C2CR

High Energy Interactions: From Colliders to Cosmic Rays

 Partecipanti

Mappa

 Word cloud

Esplora la "nuvola delle parole (Word Cloud) per avere un'idea di massima del progetto.

 Obiettivo del progetto (Objective)

'The years 2007 and 2008 will mark the completion of the Pierre Auger observatory and the start of the Large Hadron Collider (LHC) at CERN, respectively. Whereas the former has been built to uncover the sources of ultra-high energy cosmic rays, the latter is designed to test the Standard Model of particle physics. In both experiments, the use of Monte Carlo (MC) models to describe hadronic interactions is essential. In CR experiments, the measured properties of extensive air showers can be connected to the properties of the primary particle only via hadronic MC models. At present, the poorly known interaction models prevent a reliable determination of the primary type and its energy. Thus, an improvement of present day CR interaction models is an important and urgent task. This improvement will become possible soon, since the LHC experiments will deliver for the first time a experimental data in the kinematical region important for CR experiments. This projects aims to use these data to test and to develop further the existing QGSJET simulation. It is planed to include into QGSJET nonlinear interaction effects, to generalize the model to photo- nuclear interactions, and to account for higher twist QCD effects. Apart from its importance for a reliable extrapolation towards the very high CR energies, such a development will have an interdisciplinary aspect, opening the way for numerous applications in the collider physics. A self-consistent model like QGSJET that allows one to calculate within the same scheme total and diffractive cross sections, and to treat various hadronic final states, can be applied in collider experiments both for the general studies of hadronic interactions, and for more dedicated as, e.g., diffractive jet production. Thus the aim is to develop QGSJET to a truly universal simulation, able to describe collider data from LHC as well as to contribute to a more reliable determination of the primary type and its energy in UHECR experiments.'

Introduzione (Teaser)

For some time, scientists have been interested in discovering and describing what underlies hadronic interactions. One way of doing this was to use the Monte Carlo (MC) model - until now.

Descrizione progetto (Article)

In particle physics, quarks are basic components of matter, elementary particles that when forced together form hadrons. These are strongly interacting composite particles that can be divided into two groups: baryons (consisting of three quarks) and mesons (consisting of one quark and one antiquark).

The Monte Carlo model is a class of computational algorithms relying on repeated random sampling to compute results. However, existing models are not adequate and there is a need to develop a truly universal simulation for describing data in ultra-high energy cosmic ray (UHECR) experiments. Work is this area aims to determine the primary type and energy stored by force fields and particles pulled together into a new physical state.

Improving current interaction models is important for studies of hadronic interactions so that knowledge generated can be applied in collider experiments, such as those being conducted at the Pierre Auger Observatory in Argentina and CERN's Large Hadron Collider (LHC) at the French-Swiss border. The first was built to uncover the sources of ultra-high energy cosmic rays and the second was designed to test the Standard Model of particle physics, a theory of nuclear interactions that 'oversee' the dynamics of known subatomic particles.

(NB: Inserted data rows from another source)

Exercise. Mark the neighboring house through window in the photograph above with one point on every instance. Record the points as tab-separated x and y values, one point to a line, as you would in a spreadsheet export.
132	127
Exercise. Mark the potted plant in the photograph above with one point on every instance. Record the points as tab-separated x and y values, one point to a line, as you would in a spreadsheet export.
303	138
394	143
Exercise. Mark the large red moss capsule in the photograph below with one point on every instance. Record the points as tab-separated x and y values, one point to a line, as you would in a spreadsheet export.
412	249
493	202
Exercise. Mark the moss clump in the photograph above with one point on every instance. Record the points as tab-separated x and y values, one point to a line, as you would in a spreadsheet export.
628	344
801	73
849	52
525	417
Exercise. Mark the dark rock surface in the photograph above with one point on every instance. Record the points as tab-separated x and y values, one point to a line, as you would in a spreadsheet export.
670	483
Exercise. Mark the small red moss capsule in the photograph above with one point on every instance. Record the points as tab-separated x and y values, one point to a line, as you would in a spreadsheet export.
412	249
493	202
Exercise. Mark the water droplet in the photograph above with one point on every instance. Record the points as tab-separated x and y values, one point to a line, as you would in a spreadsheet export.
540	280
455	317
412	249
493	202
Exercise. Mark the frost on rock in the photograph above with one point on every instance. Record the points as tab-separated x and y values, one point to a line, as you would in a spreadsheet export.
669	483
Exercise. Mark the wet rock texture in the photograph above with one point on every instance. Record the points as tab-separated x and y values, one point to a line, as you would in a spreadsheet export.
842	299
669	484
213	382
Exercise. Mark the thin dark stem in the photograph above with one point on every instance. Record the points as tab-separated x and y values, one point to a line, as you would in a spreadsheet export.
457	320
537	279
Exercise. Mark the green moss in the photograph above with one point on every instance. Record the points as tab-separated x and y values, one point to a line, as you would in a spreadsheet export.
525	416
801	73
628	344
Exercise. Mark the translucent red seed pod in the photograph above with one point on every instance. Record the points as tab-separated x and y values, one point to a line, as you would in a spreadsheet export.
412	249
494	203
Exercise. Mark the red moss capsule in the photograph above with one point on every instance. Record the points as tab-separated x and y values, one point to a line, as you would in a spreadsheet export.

The 'High energy interactions: from colliders to cosmic rays (C2CR)' project was devoted to the development of a new Monte Carlo (MC) model of hadronic and nuclear interactions. Researchers developed a procedure for assessing the contributions and relative importance of existing classes of enhanced diagrams and graphs. They demonstrated that certain diagrams provide important contributions and cannot be neglected in relevant studies.

C2CR members kept this in mind in attempts to develop a MC procedure for generating hadronic final state topologies. The resulting algorithm was implemented in the new version of the QGSJET MC model, the QGSJET-II.

The model has been applied for calculating the development of the extensive air shower (EAS), an outpouring of ionised particles and electromagnetic radiation that comes about when a cosmic ray of extraterrestrial origin enters the atmosphere. The predicted EAS characteristics were compared to experimental data and the consequences for nuclear composition of ultra-high energy cosmic rays (UHECRs) were inferred.

Through its inclusion in the EAS simulations programmes CONEX and Corsika, the model has been made available for public use in the cosmic ray field. The QGSJET-II model is also applicable for studies of EAS induced by very high-energy photons and for collider studies of photonuclear processes. The model has already been used for studying various astrophysical problems as related to UHECR physics.

Offering the means with which to describe experimental data on hadronic production processes, this new C2CR MC model provided a new tool for analysing data obtained in cosmic ray and collider physics experiments.